It was right before Christmas, and she had been planning a surprise for her father, a Christmas tree decorated in an unusual, very artistic and tasteful manner, as he discovered when he entered her private sanctuary after her death. There were over fifty Christmas gifts there in various stages of wrap, many of them for people Twain says he would not have even thought of shopping for, and so he just sits in that room with his memoir, and he sobs. His other daughter, Clara, has married an affluent man and is very happily married; she won’t need his money. And now Jean is gone. Twain records the fact that the purpose the autobiography was to serve no longer exists…and he stops writing.

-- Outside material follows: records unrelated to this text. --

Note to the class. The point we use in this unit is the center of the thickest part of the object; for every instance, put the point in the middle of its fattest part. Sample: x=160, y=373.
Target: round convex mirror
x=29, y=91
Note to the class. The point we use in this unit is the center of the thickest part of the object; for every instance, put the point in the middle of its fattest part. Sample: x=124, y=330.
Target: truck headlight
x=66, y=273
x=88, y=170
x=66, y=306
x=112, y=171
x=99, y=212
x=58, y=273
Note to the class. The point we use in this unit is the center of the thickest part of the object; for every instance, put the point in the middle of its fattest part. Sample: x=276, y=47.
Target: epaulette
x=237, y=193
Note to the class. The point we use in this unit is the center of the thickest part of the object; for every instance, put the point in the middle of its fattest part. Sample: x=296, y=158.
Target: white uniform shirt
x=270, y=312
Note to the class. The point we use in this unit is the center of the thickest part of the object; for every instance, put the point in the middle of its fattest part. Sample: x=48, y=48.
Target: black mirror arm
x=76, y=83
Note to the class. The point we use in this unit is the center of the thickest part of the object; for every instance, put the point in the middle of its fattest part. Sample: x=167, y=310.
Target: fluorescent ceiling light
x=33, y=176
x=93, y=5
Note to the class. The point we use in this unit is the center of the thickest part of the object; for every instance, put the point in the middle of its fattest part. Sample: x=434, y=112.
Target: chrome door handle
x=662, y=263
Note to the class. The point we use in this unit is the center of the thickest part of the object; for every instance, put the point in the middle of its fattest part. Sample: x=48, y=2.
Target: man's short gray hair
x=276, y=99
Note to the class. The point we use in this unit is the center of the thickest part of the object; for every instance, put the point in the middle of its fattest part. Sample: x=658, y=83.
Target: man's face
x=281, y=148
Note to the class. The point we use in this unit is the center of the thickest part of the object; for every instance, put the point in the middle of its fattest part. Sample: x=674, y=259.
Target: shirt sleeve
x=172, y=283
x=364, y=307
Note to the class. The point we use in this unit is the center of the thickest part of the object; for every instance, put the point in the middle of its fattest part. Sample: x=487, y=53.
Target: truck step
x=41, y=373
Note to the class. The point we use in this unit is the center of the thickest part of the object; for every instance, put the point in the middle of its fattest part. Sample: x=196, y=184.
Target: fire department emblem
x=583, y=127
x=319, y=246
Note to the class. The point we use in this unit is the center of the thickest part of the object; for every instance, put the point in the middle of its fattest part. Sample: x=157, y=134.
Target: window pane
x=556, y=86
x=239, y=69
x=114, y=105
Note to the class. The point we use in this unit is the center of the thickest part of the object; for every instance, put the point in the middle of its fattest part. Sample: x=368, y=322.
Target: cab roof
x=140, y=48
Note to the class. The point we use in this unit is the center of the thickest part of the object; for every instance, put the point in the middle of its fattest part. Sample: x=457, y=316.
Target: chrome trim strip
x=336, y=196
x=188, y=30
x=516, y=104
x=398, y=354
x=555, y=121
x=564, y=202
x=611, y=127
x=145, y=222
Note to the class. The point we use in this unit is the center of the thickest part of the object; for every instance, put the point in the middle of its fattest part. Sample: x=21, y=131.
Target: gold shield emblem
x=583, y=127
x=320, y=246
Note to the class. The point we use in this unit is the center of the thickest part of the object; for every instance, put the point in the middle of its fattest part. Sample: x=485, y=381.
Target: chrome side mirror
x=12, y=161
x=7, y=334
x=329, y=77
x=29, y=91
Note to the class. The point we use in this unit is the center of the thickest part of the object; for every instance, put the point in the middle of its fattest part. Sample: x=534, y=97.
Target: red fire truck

It’s enough to break your heart.
And so it ends, but it is an epic work.
For those planning to get this memoir, I give two crucial bits of advice: first, look at the title of the book carefully. Make sure it is this exact title. If it’s turned around—if for example the title becomes “Mark Twain’s Autobiography”—that’s not the one you want; it’s a knock-off and it’s not really even readable. It’s cheaper, but it is a false economy. The Twain Project took painstaking care in sorting and assembling what amounted to two whole file drawers full (or ten feet of files) of Twain material, some of it duplicated, some of it in his own handwriting, and some of it dictated, then typed by someone else. It was a huge job, and UC did it right.
The second bit of advice is not to worry too much about reading volume 2, or if you do, purchase the book that includes volumes 1 and 2 together. For some reason, even after all the effort that was expended into the organization of this hefty memoir, there is some duplication that renders most of volume 2 the same as portions of volume 1. Maybe it was Twain’s intention to duplicate it and so the Twain Project did so to honor his wishes; I can’t say. But everything you need in order to read this memoir in its entirety can be found in volumes 1 and 3.
Even with the filler, it is amazing work, and I highly recommend it to those that love Twain; those that love history; and those that love great memoirs.